But many of my union and nonunion crafts- and labor friends cannot imagine life without guns and hunting. I can talk to them because I speak that language. We have a connection, then, because of guns–some from true gun-conservation/preservationist culture and need, some from simple power/gun fetish, and still others from modern, corporatized and marketed gun culture.
I can’t and won’t shoot any living thing, including an attacking human. Hell, I don’t eat meat. I won’t even fight back an attacker except to strong-arm my way into being able to flee. I have pulled fisticuffers apart and thrown them to the pavement, stepped in front of guns pointed in anger, and diffused who knows how many situations.

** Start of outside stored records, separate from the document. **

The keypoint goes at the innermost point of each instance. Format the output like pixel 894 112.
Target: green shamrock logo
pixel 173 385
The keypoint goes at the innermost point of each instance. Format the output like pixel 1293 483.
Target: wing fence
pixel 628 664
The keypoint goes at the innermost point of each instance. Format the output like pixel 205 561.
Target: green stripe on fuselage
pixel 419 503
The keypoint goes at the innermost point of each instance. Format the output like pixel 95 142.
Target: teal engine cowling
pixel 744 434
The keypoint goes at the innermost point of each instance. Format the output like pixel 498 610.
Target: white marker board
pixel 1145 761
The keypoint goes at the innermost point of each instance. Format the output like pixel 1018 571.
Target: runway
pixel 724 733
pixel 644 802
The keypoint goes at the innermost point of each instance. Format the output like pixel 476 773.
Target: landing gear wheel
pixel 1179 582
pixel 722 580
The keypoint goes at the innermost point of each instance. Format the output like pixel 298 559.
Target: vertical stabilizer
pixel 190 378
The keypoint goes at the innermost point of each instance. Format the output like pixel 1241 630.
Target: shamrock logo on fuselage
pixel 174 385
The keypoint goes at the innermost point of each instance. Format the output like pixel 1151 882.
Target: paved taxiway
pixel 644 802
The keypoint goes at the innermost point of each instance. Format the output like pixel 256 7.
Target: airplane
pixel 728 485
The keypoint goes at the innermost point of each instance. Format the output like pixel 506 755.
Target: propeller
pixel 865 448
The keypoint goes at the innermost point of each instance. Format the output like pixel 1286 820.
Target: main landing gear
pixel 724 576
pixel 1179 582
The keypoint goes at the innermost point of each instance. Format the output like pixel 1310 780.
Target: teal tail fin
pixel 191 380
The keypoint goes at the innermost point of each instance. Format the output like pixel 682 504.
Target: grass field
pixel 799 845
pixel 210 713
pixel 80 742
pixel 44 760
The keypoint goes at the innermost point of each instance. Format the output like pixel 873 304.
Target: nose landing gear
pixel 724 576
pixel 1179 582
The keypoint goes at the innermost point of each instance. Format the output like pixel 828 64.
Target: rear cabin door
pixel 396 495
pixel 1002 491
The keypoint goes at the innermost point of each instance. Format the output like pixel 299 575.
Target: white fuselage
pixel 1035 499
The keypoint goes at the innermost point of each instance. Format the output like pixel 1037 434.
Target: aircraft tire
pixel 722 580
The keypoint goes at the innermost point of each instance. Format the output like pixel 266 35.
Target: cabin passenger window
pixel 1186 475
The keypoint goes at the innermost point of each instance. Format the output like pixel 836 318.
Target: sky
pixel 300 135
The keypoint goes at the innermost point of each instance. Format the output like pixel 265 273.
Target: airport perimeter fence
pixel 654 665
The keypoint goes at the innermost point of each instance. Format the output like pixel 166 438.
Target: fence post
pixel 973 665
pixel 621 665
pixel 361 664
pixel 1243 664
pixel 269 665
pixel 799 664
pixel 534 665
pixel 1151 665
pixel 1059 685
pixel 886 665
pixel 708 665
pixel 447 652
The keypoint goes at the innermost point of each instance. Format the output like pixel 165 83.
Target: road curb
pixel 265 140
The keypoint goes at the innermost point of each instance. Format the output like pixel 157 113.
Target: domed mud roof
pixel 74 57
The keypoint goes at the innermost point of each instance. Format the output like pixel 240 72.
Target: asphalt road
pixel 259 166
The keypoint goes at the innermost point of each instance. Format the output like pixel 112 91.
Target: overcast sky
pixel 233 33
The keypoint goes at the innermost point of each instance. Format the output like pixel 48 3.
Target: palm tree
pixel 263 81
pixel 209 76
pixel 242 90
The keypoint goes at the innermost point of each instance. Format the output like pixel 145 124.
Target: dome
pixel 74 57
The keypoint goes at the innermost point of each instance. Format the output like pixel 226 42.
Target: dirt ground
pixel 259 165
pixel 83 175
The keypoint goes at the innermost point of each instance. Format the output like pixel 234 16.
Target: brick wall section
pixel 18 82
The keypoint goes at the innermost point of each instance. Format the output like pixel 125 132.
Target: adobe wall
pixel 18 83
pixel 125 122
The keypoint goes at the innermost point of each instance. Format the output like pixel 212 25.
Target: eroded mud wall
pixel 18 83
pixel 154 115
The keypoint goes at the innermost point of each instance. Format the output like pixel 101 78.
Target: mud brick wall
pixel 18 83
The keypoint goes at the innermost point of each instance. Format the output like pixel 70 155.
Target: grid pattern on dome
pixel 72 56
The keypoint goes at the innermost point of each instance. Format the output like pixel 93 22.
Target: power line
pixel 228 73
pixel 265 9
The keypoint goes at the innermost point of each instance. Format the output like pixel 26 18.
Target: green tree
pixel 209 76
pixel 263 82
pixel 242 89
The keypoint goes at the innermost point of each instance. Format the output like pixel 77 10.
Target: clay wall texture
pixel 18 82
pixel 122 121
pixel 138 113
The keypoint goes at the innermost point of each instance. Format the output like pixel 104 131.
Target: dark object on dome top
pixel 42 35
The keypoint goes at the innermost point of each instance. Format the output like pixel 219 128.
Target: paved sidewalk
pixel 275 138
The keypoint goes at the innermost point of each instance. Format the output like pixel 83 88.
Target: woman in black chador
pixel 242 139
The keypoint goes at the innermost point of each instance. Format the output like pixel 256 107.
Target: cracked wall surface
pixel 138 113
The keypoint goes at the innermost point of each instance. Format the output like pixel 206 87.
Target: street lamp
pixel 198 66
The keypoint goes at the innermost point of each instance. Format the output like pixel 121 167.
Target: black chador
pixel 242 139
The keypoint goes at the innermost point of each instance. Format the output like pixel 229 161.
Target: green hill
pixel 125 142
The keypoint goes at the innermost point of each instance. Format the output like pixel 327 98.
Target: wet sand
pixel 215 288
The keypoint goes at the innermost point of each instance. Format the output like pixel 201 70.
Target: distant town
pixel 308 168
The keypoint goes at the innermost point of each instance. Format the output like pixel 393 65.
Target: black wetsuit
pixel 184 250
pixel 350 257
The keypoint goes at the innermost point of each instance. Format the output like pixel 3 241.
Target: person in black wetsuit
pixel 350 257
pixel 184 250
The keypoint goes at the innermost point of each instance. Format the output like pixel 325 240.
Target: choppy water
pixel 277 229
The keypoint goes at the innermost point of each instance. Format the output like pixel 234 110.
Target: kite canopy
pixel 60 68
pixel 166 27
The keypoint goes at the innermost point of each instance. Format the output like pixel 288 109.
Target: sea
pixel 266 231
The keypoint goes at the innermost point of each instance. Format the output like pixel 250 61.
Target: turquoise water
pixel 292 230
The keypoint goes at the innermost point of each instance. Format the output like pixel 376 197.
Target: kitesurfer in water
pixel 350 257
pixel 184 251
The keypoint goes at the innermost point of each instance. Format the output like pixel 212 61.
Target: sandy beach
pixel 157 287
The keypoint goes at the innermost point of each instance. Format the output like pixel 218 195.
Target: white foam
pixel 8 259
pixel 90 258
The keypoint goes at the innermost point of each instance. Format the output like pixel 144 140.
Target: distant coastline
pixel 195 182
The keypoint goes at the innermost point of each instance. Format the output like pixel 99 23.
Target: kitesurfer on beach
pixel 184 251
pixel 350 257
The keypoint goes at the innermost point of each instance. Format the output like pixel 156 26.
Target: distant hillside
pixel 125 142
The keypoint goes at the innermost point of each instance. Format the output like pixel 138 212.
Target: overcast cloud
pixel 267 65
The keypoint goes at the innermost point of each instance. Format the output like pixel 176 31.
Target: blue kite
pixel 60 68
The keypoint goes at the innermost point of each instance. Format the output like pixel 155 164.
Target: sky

I go out after a rain to return earthworms to the grass from the sidewalk.
I suppose violence is our lot or is a destiny we choose. Death, of course, is inevitable. Violence is everywhere. (My family was made of violence–physical, psycho, emotional.) Death is inevitable. People can get plenty of each on their own. I don’t need to contribute, or contribute by assent.
And, again, guns become the connection between me and men and women who think being a vegetarian somehow makes me a out-of-the mainstream freak. After all, they, their lives as rural people, and industrial workers and craftspeople are consistently under assault by well-meaning if insensitive touchy-feelies who treat them with derision and scorn.
Generally, a discussion that starts with the common ground and language of hunting and fishing general leads to me stating my origins, my killing fatigue, the reasons for it, and my principles. One thing that many people understand and respect is principle and the person who holds true to principle. If that practice is based on and includes understanding and love for the priorities and lives of around me, I don’t get shit, and, in fact, gain a lot of respect. Backing everything up with brawn and determination on the job tends to help.
I’ve only ever gotten gentle ribbing on the subject of meat and guns. Stuff like, “I know one thing that moved on its own you’ll stick in our mouth…” Birthdays and holidays, I reply, and the conversation ends.
I hope you will forgive me if this discussion offends you. Second-amendment people tend to take the gun issue personally. I hope you understand my intent: another part of an ongoing conversation I want to keep with a very intelligent and passionately socially involved person.